Please don't hesitate to contact me to ask for a research consultation, schedule an instruction session at the library for your class, or to suggest purchasing books or other materials to add to the Libraries' collections.
When searching for information on your topic, it is always a good idea to take time to develop a search strategy. Such a strategy will not only save you time in the long run, but it will go a long way toward ensuring that you retrieve everything that is pertinent to your research topic. Although the details will vary depending on the database you are using, a sound search strategy includes the following elements:
- Define your search topic in a sentence or two.
- Identify the major concepts of your search topic.
- List keywords that describe each concept.
- Decide how you need to combine the concepts and keywords.
- Determine which kinds of resources are likely to have the information you are seeking.
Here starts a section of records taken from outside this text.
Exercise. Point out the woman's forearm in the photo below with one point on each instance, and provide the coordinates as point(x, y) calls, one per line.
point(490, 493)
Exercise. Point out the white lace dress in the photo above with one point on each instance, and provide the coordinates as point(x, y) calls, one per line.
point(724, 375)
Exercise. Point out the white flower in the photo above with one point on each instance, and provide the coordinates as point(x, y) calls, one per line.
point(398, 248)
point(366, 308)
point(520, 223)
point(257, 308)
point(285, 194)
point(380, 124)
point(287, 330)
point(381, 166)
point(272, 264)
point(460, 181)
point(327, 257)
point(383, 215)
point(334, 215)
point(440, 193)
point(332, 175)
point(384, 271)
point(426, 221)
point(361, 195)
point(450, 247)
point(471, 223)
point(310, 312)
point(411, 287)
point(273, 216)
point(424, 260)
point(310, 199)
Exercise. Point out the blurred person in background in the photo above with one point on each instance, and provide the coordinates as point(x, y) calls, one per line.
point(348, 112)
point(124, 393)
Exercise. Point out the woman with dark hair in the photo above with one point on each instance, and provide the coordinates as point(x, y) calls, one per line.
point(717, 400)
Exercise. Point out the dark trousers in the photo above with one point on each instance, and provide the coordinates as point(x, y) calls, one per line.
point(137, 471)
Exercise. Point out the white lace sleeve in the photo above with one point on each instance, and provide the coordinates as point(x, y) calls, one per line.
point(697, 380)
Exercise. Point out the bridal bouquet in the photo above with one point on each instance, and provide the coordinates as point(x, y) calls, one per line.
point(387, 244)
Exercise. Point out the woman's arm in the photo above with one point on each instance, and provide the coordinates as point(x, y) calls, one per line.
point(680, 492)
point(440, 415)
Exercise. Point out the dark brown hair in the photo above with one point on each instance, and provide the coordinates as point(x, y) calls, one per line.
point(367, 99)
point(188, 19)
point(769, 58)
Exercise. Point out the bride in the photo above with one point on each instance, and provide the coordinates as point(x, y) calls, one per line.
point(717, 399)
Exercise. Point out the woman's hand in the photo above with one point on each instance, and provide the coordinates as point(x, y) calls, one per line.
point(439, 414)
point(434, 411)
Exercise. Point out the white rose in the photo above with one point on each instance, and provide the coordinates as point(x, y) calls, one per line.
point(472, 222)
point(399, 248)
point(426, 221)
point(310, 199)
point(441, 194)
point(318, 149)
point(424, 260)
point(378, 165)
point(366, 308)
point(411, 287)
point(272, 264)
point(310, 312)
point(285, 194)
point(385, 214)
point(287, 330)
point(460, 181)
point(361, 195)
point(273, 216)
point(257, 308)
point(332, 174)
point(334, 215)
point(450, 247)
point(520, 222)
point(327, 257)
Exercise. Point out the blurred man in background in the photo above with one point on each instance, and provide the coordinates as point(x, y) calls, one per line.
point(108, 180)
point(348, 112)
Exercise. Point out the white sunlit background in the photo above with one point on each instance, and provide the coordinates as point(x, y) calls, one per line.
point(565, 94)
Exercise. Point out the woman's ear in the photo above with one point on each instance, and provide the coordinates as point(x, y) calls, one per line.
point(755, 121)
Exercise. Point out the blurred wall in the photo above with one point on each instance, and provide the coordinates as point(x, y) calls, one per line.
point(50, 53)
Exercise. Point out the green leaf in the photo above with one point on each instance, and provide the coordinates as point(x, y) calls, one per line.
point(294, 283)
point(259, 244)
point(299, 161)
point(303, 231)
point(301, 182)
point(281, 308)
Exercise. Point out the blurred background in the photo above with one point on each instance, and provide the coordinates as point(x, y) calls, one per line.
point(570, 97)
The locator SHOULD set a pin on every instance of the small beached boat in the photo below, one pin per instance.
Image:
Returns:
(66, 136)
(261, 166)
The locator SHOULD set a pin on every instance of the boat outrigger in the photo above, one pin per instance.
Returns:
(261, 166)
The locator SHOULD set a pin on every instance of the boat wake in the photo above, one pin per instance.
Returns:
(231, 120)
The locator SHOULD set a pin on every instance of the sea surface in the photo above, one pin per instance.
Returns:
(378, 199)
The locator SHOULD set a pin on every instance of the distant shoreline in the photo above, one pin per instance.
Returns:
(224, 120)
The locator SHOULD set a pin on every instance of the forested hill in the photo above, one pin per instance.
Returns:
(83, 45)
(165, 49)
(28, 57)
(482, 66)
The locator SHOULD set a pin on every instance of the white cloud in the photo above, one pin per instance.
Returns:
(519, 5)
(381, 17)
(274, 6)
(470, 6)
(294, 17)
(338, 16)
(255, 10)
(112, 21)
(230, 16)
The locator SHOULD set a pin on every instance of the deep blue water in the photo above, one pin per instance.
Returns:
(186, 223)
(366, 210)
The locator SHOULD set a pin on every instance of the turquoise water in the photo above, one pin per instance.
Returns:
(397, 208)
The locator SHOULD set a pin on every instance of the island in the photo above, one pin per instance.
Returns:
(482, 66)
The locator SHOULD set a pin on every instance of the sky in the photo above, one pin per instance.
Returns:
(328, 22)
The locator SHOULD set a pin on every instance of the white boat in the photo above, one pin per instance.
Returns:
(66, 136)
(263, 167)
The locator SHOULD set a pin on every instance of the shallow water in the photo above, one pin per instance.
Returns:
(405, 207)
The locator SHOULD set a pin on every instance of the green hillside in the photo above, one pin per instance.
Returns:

Evaluating Information Found on the Internet
The internet offers information and data from all over the world. Because so much information is available, and because that information can appear to be fairly “anonymous”, it is necessary to develop skills to evaluate what you find. When you use a research or academic library, the books, journals and other resources have already been evaluated by scholars, publishers and librarians. Every resource you find has been evaluated in one way or another before you ever see it. When you are using the internet, none of this applies. There are no filters. Because anyone can write a Web page, documents of the widest range of quality, written by authors of the widest range of authority, are available on an even playing field. Excellent resources reside along side the most dubious. The internet epitomizes the concept of Caveat lector: Let the reader beware.